Day three she brought Gari for her breakfast. It is cassava dough–no nutritional value. It’s like giving a child mashed potatoes just to fill them up because it is what you can afford. Again after a lunch of Groundnut stew with Omotuo (rice ball) she was actually having fun. By today she was singing and laughing and smiling. Another good lunch of Banku (corn and cassava dough in a ball) and sardines with pepe. We are convinced that having a good meal every day has transformed this girl. Mercia has commented how much these children eat compared to the children in her school who all get three meals a day. These children eat as if it were their last meal. I know Victoria and the other children will be heart-broken tomorrow when they realize we are leaving.

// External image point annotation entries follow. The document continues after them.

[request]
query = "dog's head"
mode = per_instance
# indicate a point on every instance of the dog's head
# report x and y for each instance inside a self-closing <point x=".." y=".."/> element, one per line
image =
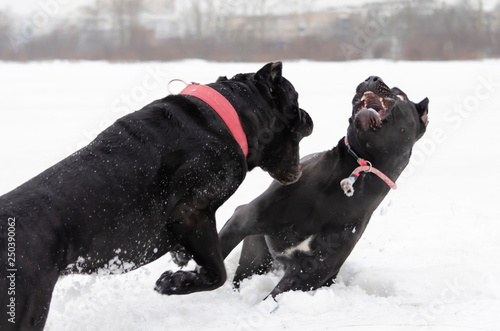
<point x="274" y="145"/>
<point x="384" y="121"/>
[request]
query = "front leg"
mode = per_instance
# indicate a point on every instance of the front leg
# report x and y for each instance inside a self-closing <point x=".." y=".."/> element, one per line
<point x="239" y="226"/>
<point x="319" y="267"/>
<point x="197" y="233"/>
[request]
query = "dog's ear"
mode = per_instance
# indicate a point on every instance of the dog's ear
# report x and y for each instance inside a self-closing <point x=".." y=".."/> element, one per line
<point x="270" y="72"/>
<point x="423" y="110"/>
<point x="221" y="79"/>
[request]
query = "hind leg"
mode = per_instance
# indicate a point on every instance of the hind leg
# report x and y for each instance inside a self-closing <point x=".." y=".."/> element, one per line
<point x="255" y="259"/>
<point x="29" y="299"/>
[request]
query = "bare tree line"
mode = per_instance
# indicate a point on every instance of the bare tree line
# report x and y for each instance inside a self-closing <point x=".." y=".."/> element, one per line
<point x="117" y="30"/>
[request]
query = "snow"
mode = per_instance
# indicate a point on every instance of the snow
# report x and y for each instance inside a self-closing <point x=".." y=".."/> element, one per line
<point x="429" y="260"/>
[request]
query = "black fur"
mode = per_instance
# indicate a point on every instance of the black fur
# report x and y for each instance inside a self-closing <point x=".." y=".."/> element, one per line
<point x="315" y="211"/>
<point x="151" y="181"/>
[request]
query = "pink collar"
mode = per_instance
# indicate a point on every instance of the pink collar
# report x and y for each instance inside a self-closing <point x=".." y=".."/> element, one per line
<point x="223" y="108"/>
<point x="364" y="166"/>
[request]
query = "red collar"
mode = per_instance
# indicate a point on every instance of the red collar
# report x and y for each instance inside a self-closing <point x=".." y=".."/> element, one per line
<point x="223" y="108"/>
<point x="365" y="166"/>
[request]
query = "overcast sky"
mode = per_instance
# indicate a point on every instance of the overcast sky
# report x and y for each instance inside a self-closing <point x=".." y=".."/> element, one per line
<point x="26" y="7"/>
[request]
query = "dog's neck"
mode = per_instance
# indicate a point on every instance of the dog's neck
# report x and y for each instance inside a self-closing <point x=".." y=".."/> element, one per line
<point x="223" y="108"/>
<point x="390" y="165"/>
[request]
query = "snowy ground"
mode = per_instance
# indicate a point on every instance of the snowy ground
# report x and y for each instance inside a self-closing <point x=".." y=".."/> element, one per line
<point x="429" y="259"/>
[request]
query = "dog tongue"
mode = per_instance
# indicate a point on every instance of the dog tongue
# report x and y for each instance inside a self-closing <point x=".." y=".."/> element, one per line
<point x="368" y="119"/>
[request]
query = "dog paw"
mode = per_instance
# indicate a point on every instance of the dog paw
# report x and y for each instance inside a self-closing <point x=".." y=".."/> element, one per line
<point x="175" y="282"/>
<point x="180" y="256"/>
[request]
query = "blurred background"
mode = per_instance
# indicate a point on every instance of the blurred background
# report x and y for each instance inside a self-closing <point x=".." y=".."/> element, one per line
<point x="240" y="30"/>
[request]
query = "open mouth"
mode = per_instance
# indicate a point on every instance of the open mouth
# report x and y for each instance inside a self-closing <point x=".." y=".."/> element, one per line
<point x="372" y="105"/>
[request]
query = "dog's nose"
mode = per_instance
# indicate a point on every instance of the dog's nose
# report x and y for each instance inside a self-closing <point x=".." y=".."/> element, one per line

Maria loved watching Mabel a little squabble between Mabel and Samuel. She was being teased for drawing a picture of Ian on her thank you note. She is thankful for Ian. After a quick slap from Mabel, Samuel learned not to tease her anymore.
Zach, Ian and Gail enjoyed the games with the parachute and the beach ball. Each class had a turn and they were so excited. The hardest part was keeping the uninvited children out of the game. Each day we have about 15 extra children who are loving the video time since I let them come into the library and watch if they are quiet.

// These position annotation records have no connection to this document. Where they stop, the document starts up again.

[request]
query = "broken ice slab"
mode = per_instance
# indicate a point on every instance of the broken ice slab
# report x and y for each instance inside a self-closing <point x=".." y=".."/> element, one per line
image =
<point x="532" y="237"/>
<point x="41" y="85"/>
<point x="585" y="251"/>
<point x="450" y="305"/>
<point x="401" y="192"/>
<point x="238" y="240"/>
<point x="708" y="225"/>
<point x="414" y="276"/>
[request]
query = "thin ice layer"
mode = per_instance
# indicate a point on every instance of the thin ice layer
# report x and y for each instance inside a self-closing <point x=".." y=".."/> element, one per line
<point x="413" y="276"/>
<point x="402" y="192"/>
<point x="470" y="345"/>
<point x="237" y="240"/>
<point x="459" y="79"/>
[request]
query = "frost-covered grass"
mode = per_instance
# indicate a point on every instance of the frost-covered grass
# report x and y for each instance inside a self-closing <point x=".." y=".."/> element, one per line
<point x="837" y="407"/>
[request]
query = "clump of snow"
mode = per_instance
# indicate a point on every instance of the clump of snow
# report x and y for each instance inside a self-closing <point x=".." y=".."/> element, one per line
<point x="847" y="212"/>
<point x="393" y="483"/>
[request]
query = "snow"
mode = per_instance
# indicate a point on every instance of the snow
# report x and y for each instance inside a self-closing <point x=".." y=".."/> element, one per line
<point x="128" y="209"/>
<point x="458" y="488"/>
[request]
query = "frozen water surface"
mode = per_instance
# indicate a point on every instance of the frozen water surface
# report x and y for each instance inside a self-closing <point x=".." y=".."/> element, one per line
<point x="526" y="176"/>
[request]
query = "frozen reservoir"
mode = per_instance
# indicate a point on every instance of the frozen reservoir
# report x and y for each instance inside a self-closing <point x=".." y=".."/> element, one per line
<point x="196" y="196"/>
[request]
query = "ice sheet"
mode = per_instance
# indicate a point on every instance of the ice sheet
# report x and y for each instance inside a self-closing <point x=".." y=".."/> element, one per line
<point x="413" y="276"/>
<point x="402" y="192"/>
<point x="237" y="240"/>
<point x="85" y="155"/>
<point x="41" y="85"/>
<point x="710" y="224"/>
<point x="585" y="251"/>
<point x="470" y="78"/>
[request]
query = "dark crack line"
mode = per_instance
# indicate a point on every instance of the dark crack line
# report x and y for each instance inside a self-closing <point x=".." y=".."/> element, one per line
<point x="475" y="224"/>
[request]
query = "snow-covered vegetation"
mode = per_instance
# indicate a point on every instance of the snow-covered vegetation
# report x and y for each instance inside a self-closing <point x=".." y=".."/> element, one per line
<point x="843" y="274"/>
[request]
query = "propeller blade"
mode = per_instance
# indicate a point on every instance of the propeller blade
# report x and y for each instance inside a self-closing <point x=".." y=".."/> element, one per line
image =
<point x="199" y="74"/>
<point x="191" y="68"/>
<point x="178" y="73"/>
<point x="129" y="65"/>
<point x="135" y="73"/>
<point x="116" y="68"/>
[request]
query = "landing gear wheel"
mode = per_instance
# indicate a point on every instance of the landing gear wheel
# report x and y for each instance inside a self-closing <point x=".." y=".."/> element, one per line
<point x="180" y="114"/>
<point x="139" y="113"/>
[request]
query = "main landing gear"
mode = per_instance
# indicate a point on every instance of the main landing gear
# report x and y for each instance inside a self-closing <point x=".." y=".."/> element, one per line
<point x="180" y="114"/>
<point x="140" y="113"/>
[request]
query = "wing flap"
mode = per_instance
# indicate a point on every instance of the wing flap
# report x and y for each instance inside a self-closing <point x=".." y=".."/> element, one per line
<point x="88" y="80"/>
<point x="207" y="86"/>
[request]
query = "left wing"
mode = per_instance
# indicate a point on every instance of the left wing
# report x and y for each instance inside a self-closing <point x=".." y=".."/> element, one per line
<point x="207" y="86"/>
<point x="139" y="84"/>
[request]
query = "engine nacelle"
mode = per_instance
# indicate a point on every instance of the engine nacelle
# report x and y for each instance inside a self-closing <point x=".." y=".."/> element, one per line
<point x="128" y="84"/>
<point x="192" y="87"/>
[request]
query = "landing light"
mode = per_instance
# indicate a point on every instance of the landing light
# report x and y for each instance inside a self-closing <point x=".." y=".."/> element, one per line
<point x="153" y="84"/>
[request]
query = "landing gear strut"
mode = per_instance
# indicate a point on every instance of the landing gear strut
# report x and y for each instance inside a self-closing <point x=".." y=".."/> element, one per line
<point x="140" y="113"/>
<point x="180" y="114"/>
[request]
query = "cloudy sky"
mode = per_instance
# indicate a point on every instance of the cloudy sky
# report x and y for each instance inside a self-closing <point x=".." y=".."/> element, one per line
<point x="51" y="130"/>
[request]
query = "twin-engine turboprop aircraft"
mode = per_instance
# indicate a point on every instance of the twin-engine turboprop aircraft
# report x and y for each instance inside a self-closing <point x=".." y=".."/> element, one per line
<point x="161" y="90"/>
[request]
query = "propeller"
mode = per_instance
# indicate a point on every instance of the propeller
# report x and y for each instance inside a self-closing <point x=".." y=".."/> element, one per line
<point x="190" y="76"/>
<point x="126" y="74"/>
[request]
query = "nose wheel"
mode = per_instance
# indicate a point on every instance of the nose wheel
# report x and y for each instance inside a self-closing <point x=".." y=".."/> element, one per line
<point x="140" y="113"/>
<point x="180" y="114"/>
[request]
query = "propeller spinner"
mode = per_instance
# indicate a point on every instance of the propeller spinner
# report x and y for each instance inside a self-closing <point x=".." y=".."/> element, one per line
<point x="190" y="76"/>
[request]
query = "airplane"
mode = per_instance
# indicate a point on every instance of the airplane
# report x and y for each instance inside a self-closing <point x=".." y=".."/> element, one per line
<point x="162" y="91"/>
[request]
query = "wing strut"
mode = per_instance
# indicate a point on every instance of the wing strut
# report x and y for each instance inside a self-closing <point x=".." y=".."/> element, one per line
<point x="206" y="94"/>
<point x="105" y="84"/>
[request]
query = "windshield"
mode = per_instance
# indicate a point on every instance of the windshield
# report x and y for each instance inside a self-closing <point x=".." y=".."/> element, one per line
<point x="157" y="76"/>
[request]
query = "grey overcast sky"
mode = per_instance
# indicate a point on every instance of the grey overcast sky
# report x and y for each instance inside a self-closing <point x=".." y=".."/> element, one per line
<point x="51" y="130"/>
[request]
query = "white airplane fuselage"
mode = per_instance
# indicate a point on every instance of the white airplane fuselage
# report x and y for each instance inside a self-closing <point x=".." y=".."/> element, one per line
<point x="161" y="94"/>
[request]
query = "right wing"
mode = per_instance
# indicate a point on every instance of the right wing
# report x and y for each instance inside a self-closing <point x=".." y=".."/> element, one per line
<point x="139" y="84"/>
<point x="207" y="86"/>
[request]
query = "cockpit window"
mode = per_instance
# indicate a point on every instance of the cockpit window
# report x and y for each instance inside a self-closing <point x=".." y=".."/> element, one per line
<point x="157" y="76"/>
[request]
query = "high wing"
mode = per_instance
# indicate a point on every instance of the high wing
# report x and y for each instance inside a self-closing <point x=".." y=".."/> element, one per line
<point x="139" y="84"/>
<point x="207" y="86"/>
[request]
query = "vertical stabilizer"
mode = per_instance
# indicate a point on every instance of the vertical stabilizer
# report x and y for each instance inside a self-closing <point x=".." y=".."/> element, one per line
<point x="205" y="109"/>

We cannot forget Tana, our photographer (these are not her photographs–you can see her photos on Facebook–Tana Lopez Younger). She is always behind the lens. Since she has also been here four weeks with me and misses her children, we gave her a little time with our children.
As for me, the best part about today was talking with Moses’ mother. Her visit to the hospital yesterday has put my mind to rest.
He does not have Buruli but does have an infection which could have been very serious. He is now on antibiotics. She was very grateful for our concern and help. She told me that when Moses fell on the stick which placed a quarter size hole in his leg, she could not afford to go all the way to Amasama for treatment so she did her best. When we are able to build the nurses residence, everyone in this village and the surrounding village will have a nurse on a 24 hour basis hopefully giving more people access to emergency care.
There is one more person who would like to share his favorite part of the day, Joshua. Joshua is Mercia’s son who is almost 6 years old. He has been coming to camp with us each day and participating. He loved making the thank you notes today.
THANK YOU FROM ALL THE CHILDREN AT THE READING CAMP, ALL THEIR PARENTS, ALL OF GHANA AND GHANAIAN MOTHERS’ HOPE, FOR HELPING US MAKE THIS POSSIBLE.